Kitty watched her husband, who was sitting on her hospital bed cradling their newborn daughter, an expression of wonder on his face. She was exhausted from the long birth, which Dr Poulon had refused to allow Gene to attend as he’d ‘get in the way’, forcing him instead to pace in agitation outside the closed door of the labour room. Now, the hours of pain and fear were over, and despite bits of her feeling not at all right she was drowsy and happy.

‘I cannot believe how tiny she is,’ Gene said, measuring his meaty forefinger against the child’s starfish hand, and laughing when she gripped it. ‘I feel like King Kong holding Fay Wray in the movie.
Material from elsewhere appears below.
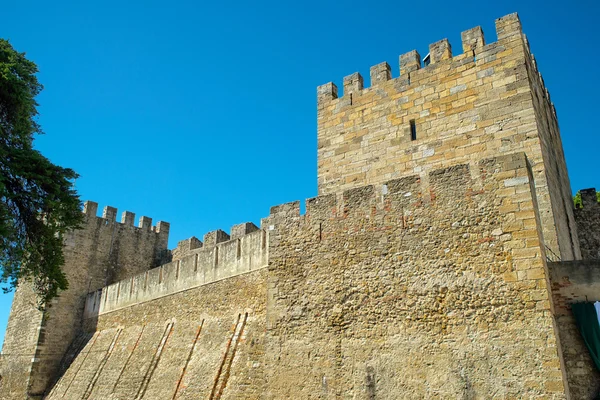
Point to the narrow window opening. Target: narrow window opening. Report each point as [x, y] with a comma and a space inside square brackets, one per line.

Fay – there’s a pretty name. Fay Knox, how about that, Kitty?’

‘Fay,’ Kitty repeated, liking the sound. ‘It’s a delicate name, isn’t it? Makes me think of the French for fairy –
fée
.’ Her husband was right. It did suit this waif of a child with her huge navy eyes, as yet unfocused. They had been going to call her Elizabeth after the mother Kitty could not remember, and Kitty didn’t want to go back on that. ‘Fay Elizabeth,’ she said, wanting to please Eugene.